New VGFP Staff: Janét Moore
Janét (pronounced Jeanette) Moore, VGFP's
newest Farmer-Teacher Trainer, grew-up in
Snohomish County, WA, north of Seattle, and
is passionate about the environment and sustainable
agriculture. As a teen she helped found the Sno-Isle
Natural Food Co-op in Everett and started an organic
market garden with her mom, selling produce to
the co-op and local restaurants; they prepared the
soil by hand,
using How to
Grow More
Vegetables to guide their
farm design.
Growing up
on an organically
rich,
sponge-like
peat bog in the
ancient flood
plain of the
Snohomish
River, Janét
developed
an appreciation
for the
world’s dearth
of fertile soil.
Her love for
nature developed
as she
and her siblings played in the woods, gravel pits, and
any open area they could find. Janét still seeks out
natural places, hiking and camping often, and finds
it brings her peace, and has been key to recovering
from the consequences of a tumultuous childhood.

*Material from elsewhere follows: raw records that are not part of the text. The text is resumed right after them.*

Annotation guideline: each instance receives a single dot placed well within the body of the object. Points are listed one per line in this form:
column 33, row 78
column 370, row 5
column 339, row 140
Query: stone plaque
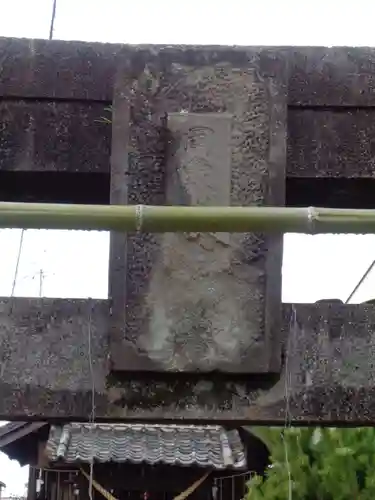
column 202, row 302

Janét spent time traveling the country, making and
selling jewelry, then settled down as a single mother,
working as a nursing assistant. While attending
community college, she joined an environmental
group, advocating for environmental reforms on
campus and in her community. In 1999, she helped
plan and participated in the World Trade Organization
(WTO) protests in Seattle, heightening her
understanding of issues such as workers' rights,
sustainable economies, and the environmental/human
rights failures of globalization. Also in 1999,
Janét heard Dr. Elaine Ingham, a leading soil microbiologist,
speak at a Washington Tilth Conference,
sparking enduring respect for the vital role of soil
microbes in our world.
In 2006, Janét graduated from Utah State University
with honors and a B.S. in Soil & Water Science,
but was disappointed that the chemical farming perspective
pervaded the department, largely ignoring
the role of soil biology. After graduating, she worked
for the USDA Natural Resource Conservation Service
and US Forest Service, mapping soils in remote locations
in Wyoming and Minnesota for several years.
In 2014, Janét and her son moved to Coos Bay, Oregon
where she worked as produce manager at the
local natural food co-op while serving as co-director
of an all-volunteer environmental NPO, Coast
Range Forest Watch. Using community science to
survey for Marbled Murrelets (an endangered seabird),
Janét helped halt old-growth logging in a state
forest, advocating for timber policy reform, and increasing
awareness of the importance of forest ecology.
She gave presentations on the dangers of aerial
herbicide spraying, a common timber industry practice
in Oregon, and advocated for victims of spray
drift. She also worked to organize community opposition
to the largest potential source of pollution in
Oregon, the failed Jordan Cove LNG export facility,
as well as the proposed Coos Bay cargo-shipping terminals
(another potential polluter), and other local
environmental issues.
Currently, Janét is renewing her interest in sustainable
agriculture and studying micro-morphology (using
microscopy to monitor soil health) in her spare
time, through the Soil Food Web School founded by
Dr. Ingham. She is happy to join Ecology Action and
focus on understanding the closed-loop sustainable
mini-farming GROW BIOINTENSIVE method, to grow
healthy food while growing soil, and to be part of
long-term research into truly sustainable practices.
She is excited to work at VGFP with a network of
bioregional seed savers, working together to preserve
genetic diversity for our future security. She
appreciates the opportunity to learn to design and
grow a complete vegan diet in the smallest space
possible, and believes that it is increasingly important
that more people avail themselves of this critical
skill-set developed by Ecology Action, in light of
resource scarcity. She says that GB is beautiful because,
“...it's a tried-and-true way for people almost
anywhere to meet most, if not all, of their dietary
needs, while building soil organic matter and saving
water, using only simple hand tools.”!